John Peter Berger (born 5 November 1926) is an English art critic, novelist, painter and author. His novel G. won the 1972 Booker Prize, and his essay on art criticism Ways of Seeing, written as an accompaniment to a BBC series, is often used as a college text.

Born in Hackney,[1] London, England, Berger was educated at the independent St Edward's School in Oxford. "His father, S.J.D. Berger, O.B.E., M.C., had been an infantry officer on the western front during the First World War".[2] Berger served in the British Army from 1944 to 1946; he then enrolled in the Chelsea School of Art and the Central School of Art in London. Berger began his career as a painter and exhibited work at a number of London galleries in the late 1940s.[2] His art has been exhibited at the Wildenstein, Redfern and Leicester galleries in London. Berger has continued to paint throughout his career.[3]

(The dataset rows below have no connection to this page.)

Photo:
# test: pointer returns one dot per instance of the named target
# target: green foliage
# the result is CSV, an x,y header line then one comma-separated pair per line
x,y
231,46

While teaching drawing (from 1948 to 1955), Berger became an art critic, publishing many essays and reviews in the New Statesman. His Marxist humanism and his strongly stated opinions on modern art made him a controversial figure early in his career. He titled an early collection of essays Permanent Red, in part as a statement of political commitment, and later wrote that before the USSR achieved nuclear parity with the US he had felt constrained not to criticize the former's policies; afterwards his attitude toward the Soviet state became considerably more critical.